PPRuNe Forums - View Single Post - Caption competition
View Single Post
Old 26th Feb 2019, 13:33
  #53453 (permalink)  
SASless
 
Join Date: May 2002
Location: Downeast
Age: 75
Posts: 18,290
Received 516 Likes on 215 Posts
Judging Time.....as I sit here with a nice cup of Coffee and some Girl Scout Cookies looking at a gorgeous Morning outside my window facing the water.....being thankful for the opportunity to do that.....with those thoughts being prompted by the photo.


Four that stood out amongst some very good posts:

Wensleydale....."A little bit hot on that approach, Hoskins".


This one made me do some googling....

Penny Washer.... Close inspection ofEyjafjallajökull

reveals that it is surprisingly active again.


This one took me back a few years to 60's when some Hot Rods did have flames on the side of them....

Traffic Is Er Was..... Hoskins, when I said we should hot rod it with some flames down the sides, I meant we could PAINT them on.

But the Winner of the Contest this time around is this one....as it got an early morning chuckle out of me before the Coffee had kicked in even. Over to you Shy!

Shy Torque...... The result of "arson" about in a Chinook.









The very short version of the story behind the photo:

I began my second combat tour in Vietnam on Fool's Day in 1970.....I should have known that was not a wise move...neither volunteering for a second tour and certainly not beginning such a serious endeavor as that on the First of April.

In May 1970, American and Vietnamese forces entered Cambodian Border Areas being used by the North Vietnamese as logistical and command/control bases at the southern terminus of the "Ho Chi Minh Trail".

Naturally Air Ops in support of that were very intense and we had reduced availability of aircraft due to maintenance falling behind due to the numbers of hours being flown and we could only put up four or five aircraft from our assigned sixteen.

Come mid-June I was tasked to fly an Artillery Battery move near the Katum Special Forces Camp....adjacent to the border....Monsoon weather had arrived and low cloud forced us to fly low with our underslung loads.

I managed to overfly an NVA unit and took hits from the nose clear back to the ramp....had an invigorating few minutes after that and part of the sling load (105MM Projectiles and Fuzes) exploding filling the cabin with smoke and a flash of flame.

We landed Carrier fashion on a single engine and dragged up a freshly built fence of Concertina Wire, Trip Flares and Claymore Mines....making ourselves most un-appreciated by the infantry that were stood there admiring their work.

We sorted things out with the aircraft....flew it back to our Home Base and swapped that aircraft for a replacement and were dispatched to Bu Dop Special Forces Camp to carry on with a re-supply of some units not far away.
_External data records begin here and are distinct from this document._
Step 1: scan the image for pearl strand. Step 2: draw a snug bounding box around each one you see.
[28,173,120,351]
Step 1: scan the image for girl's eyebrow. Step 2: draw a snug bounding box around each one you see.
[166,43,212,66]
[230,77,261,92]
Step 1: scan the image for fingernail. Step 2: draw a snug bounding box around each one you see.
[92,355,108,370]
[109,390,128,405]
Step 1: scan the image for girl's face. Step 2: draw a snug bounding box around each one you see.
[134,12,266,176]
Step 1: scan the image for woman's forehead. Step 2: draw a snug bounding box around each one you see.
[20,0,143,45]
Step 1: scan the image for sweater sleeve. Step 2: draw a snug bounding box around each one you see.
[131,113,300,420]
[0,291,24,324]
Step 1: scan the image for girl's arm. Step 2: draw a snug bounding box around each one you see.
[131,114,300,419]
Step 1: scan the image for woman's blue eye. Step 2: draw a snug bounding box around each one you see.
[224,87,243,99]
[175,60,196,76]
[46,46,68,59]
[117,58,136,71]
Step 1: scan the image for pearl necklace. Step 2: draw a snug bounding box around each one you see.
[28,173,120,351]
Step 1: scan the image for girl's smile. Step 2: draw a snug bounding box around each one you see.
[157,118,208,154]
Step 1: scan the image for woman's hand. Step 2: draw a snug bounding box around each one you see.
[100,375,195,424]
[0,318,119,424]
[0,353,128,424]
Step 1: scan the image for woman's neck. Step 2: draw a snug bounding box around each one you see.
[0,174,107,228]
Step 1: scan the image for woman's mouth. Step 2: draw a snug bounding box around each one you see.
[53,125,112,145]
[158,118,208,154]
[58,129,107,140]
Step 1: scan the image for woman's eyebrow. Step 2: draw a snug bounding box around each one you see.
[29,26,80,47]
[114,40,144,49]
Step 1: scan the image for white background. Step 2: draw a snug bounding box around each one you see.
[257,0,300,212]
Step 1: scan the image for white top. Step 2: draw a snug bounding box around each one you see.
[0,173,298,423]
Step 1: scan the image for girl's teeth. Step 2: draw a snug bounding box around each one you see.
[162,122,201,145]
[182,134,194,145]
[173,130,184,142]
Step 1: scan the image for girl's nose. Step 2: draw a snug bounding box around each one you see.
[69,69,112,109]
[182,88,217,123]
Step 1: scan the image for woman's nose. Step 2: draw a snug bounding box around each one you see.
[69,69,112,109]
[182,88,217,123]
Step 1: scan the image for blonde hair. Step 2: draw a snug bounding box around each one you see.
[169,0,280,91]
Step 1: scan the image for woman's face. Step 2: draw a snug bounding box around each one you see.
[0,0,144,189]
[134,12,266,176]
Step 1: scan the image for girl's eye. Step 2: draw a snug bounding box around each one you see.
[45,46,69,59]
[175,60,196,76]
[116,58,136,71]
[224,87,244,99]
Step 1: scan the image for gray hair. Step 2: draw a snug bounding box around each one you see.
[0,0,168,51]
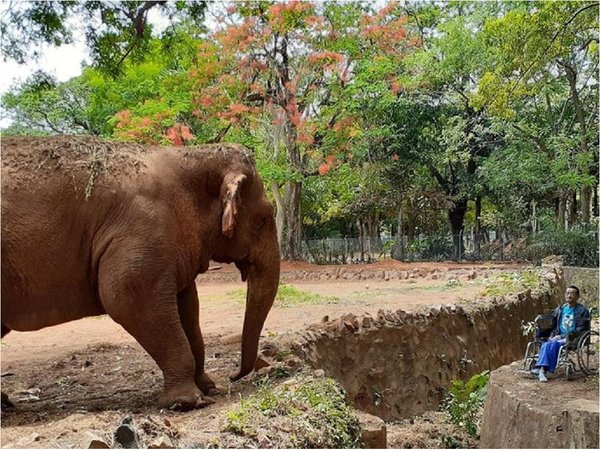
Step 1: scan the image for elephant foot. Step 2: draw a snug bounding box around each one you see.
[2,392,15,411]
[196,373,221,395]
[159,386,215,411]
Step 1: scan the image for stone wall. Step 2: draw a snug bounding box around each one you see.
[480,363,599,448]
[293,269,564,420]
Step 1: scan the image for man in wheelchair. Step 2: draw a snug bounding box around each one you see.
[532,285,590,382]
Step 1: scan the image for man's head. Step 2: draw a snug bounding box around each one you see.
[565,285,579,306]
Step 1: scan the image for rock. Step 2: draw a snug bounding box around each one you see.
[221,333,242,344]
[256,433,273,448]
[260,342,279,358]
[148,436,176,448]
[256,366,273,376]
[254,356,271,371]
[115,416,140,448]
[356,411,387,448]
[16,433,41,448]
[285,358,302,369]
[362,316,375,328]
[83,431,110,448]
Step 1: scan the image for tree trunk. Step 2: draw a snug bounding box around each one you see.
[580,186,592,224]
[282,182,303,261]
[473,195,481,256]
[567,192,577,230]
[560,62,591,226]
[593,186,600,217]
[556,197,567,230]
[448,199,467,260]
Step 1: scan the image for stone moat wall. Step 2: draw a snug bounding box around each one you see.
[293,269,565,420]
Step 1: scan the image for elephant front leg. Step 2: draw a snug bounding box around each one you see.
[177,281,219,395]
[100,264,213,410]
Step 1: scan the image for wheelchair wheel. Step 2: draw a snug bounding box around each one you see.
[577,331,600,375]
[565,363,575,381]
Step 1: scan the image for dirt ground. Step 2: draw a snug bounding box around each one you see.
[1,261,584,448]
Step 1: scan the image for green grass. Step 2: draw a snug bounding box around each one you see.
[227,283,340,308]
[481,270,542,297]
[225,375,361,448]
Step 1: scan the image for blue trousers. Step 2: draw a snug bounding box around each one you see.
[535,339,565,373]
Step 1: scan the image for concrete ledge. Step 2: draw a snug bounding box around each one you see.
[480,362,599,448]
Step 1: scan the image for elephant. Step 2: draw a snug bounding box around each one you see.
[1,136,280,410]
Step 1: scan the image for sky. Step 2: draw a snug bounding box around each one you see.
[0,25,89,128]
[0,6,167,128]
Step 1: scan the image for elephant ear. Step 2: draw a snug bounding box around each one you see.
[221,174,246,238]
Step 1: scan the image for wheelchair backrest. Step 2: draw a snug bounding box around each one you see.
[534,313,552,339]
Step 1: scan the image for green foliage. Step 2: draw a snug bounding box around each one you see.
[1,0,206,76]
[408,234,452,260]
[523,228,598,267]
[1,1,599,250]
[226,375,360,448]
[442,370,490,436]
[227,283,339,308]
[481,270,542,297]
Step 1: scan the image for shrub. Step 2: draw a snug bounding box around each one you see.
[226,375,361,448]
[523,228,598,267]
[481,270,542,297]
[442,370,490,436]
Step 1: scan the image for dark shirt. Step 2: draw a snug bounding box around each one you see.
[551,303,590,337]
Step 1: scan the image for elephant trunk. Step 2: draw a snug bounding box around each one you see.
[231,242,280,381]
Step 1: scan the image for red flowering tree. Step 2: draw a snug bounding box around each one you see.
[192,1,418,260]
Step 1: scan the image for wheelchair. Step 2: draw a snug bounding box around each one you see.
[520,308,600,380]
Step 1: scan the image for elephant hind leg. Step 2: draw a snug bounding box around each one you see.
[177,281,219,395]
[1,324,15,411]
[99,259,210,410]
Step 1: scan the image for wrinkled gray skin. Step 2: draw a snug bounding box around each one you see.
[2,137,279,409]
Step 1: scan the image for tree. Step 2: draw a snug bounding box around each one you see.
[476,2,599,226]
[0,0,205,76]
[184,1,418,260]
[2,72,102,134]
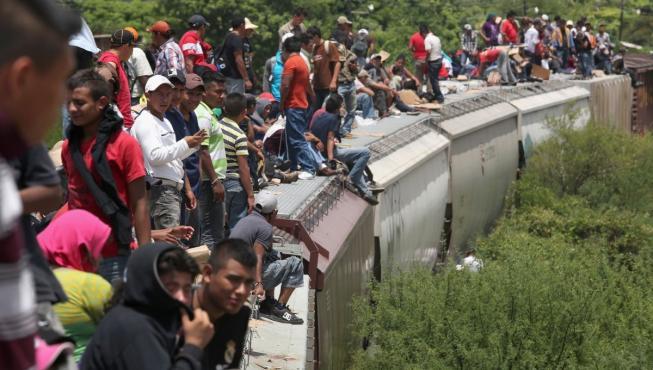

After finishing that work.....a 1st AirCav supply guy, with tears in his eyes, begged me to move some of his loads to his guys at LZ David....who were in bad need of Ammo, Water, and Food.

His Cav aircraft had all gone home due to "bad" weather.....as LZ David was on a very high mountain ridge (but had a GCA unit located there).

I inspected his loads...and as usual....knowing this was a grand way to both help some infantry troops and show up the Cav Chinook crews....off we went into the murk and rain.

Enroute in cloud with some small holes we could see down through, over mountainous terrain, with a sling load.....we encountered a .51 Machine Gun who had the luckiest gunner in the North Vietnamese Army who scored a single hit on us.

It entered the right rear most corner of my chin bubble....passed laterally and up going slightly forward and took off the brake pedal from under my left foot, severing some of the hydraulic lines for the brake system in the process.

As you might imagine....there was an almighty "Bang", the aircraft yawed, there was a bright flash, and my left foot and leg found itself back under my seat....luckily still attached and at that instant un-hurt.

I calmly asked .... "What might all this be about!" or words to that effect.

Then the fire started.....and being fanned by the slip stream coming from the shattered chin bubble...it got rather interesting for a while.

The fire finally died down as the contents of the Utility Hydraulic system emptied (in my mind about 2,000 gallons of hydraulic fluid).

Time drags when you are sat in the middle of a hot fire playing the Weenie Roast scene as the Weenie.

We jettisoned the sling load, tried to find a place to carry out a forced landing but could not...and elected to climb back up and do a GCA back to Bu Dop our departure point.

The aircraft was slung out by a C-Model Chinook for return to Stateside for Re-build.

I was medevac'd out and sent to Camp Zama Army Hospital's Burn Ward for some minor re-building.

Each Year I celebrate "Glad To Be Alive Day" with a strong Libation and a few minutes of quiet meditation.

Last edited by SASless; 26th Feb 2019 at 15:09.